Depends what lens of literary criticism you adopt.


----------



## Gavrushka (Jan 8, 2014)

I may be wide of the mark, but when you're an amateur writer, it seems popular to dislike popular writers.


----------



## dale (Jan 8, 2014)

Gavrushka said:


> I may be wide of the mark, but when you're an amateur writer, it seems popular to dislike popular writers.



i think this goes for more than just writers. i think once anyone achieves any sense of notoriety, people will hate for reasons of envy.


----------



## Gavrushka (Jan 8, 2014)

dale said:


> i think this goes for more than just writers. i think once anyone achieves any sense of notoriety, people will hate for reasons of envy.



I soooooo want to be hated sometime soon!


----------



## Carlton (Jan 8, 2014)

Do not get me wrong for I am a Stephen King junkie, but when it comes to a bad-awful novel, I elect *Cell* by King. What of waste of money/time.

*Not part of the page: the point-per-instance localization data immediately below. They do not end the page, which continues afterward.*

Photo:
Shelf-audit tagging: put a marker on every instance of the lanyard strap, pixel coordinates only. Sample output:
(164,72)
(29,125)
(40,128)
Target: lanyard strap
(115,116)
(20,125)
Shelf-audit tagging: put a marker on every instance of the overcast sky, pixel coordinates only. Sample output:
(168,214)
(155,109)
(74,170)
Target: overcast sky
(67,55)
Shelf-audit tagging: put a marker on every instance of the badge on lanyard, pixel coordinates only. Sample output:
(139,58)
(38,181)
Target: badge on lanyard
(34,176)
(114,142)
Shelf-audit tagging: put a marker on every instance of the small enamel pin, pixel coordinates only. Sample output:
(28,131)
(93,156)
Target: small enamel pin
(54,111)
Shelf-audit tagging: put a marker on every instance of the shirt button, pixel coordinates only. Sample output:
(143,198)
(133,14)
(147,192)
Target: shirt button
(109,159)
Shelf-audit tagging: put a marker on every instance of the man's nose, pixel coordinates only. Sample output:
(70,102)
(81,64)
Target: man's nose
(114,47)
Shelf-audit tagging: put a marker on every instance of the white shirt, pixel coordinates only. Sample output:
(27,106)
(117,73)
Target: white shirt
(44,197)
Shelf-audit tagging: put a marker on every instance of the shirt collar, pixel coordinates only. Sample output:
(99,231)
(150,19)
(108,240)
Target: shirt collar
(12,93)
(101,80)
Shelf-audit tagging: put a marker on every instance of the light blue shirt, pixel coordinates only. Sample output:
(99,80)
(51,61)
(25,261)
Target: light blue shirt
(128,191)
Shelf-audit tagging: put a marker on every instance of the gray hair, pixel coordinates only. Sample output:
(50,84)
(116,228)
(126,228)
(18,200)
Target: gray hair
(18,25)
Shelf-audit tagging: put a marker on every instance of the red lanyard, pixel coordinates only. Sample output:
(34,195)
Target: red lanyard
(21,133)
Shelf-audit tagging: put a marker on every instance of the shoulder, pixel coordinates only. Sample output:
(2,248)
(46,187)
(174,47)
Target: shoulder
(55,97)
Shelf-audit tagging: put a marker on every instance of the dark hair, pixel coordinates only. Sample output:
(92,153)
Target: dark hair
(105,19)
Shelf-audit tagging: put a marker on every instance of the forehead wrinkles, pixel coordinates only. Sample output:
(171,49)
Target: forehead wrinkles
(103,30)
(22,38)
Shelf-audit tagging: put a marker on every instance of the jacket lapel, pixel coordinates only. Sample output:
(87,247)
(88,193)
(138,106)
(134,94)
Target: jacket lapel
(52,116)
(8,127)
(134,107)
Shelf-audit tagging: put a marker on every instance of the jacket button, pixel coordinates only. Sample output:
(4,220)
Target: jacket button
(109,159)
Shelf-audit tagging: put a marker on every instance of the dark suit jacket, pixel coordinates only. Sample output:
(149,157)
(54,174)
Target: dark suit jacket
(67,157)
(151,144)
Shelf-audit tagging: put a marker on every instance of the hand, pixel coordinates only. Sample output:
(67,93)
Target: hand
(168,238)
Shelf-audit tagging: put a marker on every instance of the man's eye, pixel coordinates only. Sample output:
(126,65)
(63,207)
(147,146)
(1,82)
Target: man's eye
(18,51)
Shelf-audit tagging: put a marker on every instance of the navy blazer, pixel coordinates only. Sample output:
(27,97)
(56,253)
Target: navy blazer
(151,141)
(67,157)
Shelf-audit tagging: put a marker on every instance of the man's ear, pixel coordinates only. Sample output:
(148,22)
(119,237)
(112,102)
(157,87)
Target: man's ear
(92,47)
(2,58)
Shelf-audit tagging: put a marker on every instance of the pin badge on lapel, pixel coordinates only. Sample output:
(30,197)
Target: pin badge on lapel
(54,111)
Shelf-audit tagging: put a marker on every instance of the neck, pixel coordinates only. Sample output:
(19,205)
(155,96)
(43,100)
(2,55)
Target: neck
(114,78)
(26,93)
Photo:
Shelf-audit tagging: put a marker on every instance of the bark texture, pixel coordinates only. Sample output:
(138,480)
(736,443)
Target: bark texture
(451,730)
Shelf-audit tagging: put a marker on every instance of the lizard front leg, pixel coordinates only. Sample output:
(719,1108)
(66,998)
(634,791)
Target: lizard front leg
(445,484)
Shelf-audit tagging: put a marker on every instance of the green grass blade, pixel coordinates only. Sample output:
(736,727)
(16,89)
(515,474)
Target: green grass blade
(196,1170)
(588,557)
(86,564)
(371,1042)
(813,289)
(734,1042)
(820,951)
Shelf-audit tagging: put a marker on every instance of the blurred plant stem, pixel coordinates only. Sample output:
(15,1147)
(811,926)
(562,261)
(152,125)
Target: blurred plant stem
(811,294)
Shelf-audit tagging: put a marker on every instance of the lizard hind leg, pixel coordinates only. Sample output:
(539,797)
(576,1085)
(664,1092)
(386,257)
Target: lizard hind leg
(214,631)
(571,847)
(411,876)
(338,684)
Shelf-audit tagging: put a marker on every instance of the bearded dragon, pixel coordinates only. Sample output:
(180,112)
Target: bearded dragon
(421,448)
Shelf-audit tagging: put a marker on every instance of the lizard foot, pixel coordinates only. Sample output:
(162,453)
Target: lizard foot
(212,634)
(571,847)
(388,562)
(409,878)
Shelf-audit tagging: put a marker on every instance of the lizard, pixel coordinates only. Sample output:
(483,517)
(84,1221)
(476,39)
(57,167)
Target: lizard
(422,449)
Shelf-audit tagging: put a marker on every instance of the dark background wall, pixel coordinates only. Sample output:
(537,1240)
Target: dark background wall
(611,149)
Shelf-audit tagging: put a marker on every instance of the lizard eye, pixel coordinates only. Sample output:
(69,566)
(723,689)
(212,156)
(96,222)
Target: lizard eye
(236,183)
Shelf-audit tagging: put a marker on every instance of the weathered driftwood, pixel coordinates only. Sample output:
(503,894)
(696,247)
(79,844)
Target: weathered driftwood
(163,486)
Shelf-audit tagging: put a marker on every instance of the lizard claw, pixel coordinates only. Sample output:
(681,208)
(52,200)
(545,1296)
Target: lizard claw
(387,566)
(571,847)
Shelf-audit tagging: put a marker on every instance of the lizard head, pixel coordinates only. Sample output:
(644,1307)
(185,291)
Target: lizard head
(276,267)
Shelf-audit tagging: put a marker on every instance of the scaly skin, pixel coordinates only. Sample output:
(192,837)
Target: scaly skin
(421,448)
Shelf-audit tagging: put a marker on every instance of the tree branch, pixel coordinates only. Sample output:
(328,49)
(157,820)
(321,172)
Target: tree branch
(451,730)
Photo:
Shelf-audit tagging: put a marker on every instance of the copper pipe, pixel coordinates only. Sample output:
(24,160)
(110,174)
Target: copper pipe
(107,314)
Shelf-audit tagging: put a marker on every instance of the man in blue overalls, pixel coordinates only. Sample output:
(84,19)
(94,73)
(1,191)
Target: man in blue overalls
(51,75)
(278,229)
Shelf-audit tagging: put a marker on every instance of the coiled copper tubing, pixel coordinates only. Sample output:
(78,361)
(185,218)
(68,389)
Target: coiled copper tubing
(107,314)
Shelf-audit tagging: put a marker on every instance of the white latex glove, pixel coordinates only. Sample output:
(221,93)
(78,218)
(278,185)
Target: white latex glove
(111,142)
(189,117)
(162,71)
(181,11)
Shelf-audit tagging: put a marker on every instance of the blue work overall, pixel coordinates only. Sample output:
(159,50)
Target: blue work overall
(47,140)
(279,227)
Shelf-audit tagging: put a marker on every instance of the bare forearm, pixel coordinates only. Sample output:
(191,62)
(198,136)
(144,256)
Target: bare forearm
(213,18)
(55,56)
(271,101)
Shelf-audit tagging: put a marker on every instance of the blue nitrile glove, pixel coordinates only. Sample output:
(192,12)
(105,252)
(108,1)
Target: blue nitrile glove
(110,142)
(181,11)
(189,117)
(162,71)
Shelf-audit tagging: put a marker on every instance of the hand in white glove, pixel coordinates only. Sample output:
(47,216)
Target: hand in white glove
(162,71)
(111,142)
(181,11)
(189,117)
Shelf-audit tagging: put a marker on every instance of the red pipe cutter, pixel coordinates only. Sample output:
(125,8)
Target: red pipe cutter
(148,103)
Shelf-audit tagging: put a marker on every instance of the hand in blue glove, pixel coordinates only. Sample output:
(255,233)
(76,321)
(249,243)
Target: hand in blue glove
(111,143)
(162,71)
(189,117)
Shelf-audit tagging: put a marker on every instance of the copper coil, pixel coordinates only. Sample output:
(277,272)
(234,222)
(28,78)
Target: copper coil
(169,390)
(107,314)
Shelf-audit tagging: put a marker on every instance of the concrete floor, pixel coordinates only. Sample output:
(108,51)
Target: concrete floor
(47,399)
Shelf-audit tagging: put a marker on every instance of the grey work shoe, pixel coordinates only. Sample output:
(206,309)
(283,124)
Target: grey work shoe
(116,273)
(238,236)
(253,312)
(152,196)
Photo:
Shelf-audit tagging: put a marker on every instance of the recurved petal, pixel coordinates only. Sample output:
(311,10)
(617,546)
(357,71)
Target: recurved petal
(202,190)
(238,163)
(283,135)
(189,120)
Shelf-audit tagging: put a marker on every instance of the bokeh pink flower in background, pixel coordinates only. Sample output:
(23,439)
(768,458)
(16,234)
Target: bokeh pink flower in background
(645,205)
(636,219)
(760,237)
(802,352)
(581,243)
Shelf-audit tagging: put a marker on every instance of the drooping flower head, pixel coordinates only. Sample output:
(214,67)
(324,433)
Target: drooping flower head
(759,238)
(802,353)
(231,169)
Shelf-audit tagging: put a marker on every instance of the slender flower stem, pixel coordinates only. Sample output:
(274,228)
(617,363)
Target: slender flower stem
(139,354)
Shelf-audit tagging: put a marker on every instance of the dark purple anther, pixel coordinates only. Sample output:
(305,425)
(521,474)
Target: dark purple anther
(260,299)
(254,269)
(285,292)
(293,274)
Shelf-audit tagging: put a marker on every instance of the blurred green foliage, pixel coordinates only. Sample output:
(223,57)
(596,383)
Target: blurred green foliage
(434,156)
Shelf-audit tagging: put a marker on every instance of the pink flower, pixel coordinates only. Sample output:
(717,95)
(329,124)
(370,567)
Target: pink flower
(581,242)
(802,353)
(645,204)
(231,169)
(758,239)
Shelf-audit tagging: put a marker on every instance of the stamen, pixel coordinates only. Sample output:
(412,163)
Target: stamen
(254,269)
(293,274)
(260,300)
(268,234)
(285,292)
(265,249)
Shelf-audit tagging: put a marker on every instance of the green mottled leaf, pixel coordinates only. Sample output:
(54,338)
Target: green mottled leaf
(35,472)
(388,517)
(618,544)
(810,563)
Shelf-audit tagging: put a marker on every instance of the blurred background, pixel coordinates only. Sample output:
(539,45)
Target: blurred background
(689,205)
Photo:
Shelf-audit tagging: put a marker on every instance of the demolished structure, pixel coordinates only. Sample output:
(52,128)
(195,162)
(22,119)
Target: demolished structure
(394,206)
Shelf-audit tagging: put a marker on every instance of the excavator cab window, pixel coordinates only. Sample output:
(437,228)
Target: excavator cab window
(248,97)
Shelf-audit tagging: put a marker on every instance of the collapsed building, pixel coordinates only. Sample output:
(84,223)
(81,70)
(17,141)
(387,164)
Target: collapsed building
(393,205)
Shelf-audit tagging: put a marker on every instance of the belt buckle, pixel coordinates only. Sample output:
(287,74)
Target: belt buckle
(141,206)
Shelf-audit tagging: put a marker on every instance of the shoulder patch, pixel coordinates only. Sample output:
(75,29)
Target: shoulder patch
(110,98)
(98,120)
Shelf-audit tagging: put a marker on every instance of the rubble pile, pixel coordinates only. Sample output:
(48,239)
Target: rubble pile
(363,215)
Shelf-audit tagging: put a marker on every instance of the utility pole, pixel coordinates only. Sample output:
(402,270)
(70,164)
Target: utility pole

Yuk.

As far a novelist I would have to say *Neal Stephenson*. I can hear the eruption now, _Stephenson_? I recognize that the man is a fine American novelist yet his writing does not work for me. Sorry. 

(Stephenson reminds me_ (somewhat)_ of *Umberto Eco*; I am a hardcore Eco fan. Weird.)


----------



## Kyle R (Jan 8, 2014)

Nora Roberts is named on that list, which I find absurd. I've read her and she, in my opinion, writes exceptionally well. Well enough that her prose could be taught in a writing course as a prime example of how to wield Limited Third POV.

Her genre, Romance, gets smacked all the time by critics though, so it shouldn't come as a surprise. Nevermind the fact that she churns out nearly one novel every month—a feat that few other than James Patterson, with his co-writers, can manage.

I bet that those voting for that list haven't even read half the authors on there. *slaps forehead*


----------



## Morkonan (Jan 8, 2014)

Carlton said:


> Do not get me wrong for I am a Stephen King junkie, but when it comes to a bad-awful novel, I elect *Cell* by King. What of waste of money/time. Yuk.
> 
> As far a novelist I would have to say *Neal Stephenson*. I can hear the eruption now, _Stephenson_? I recognize that the man is a fine American novelist yet his writing does not work for me. Sorry.
> 
> (Stephenson reminds me_ (somewhat)_ of *Umberto Eco*; I am a hardcore Eco fan. Weird.)



Sacrilege! Stephenson is highly entertaining! Who else can take us through such an enjoyable ride, involving an MMO, kidnapping, money laundering, terrorists, survivalists, world travel, hacking and a hike through the mountains while dodging snipers!  ("Reamde" in case anyone was wondering.)

I do agree that King can write some stinkers, here and there. I'm not a fan of his stories, but I love his characters.


----------



## Carlton (Jan 8, 2014)

Morkonan said:


> I do agree that King can write some stinkers, here and there. I'm not a fan of his stories, but I love his characters.



Are you familiar with King's Dark Tower series?


----------



## Pidgeon84 (Jan 8, 2014)

Where's Orson Scott Card? I know he's a good writer but you would think such a homophobe would make the list.


----------



## David Gordon Burke (Jan 9, 2014)

dale said:


> mine was anne rice. i thought "the witching hour" was beautiful and beautifully written. she became garbage the more she progressed.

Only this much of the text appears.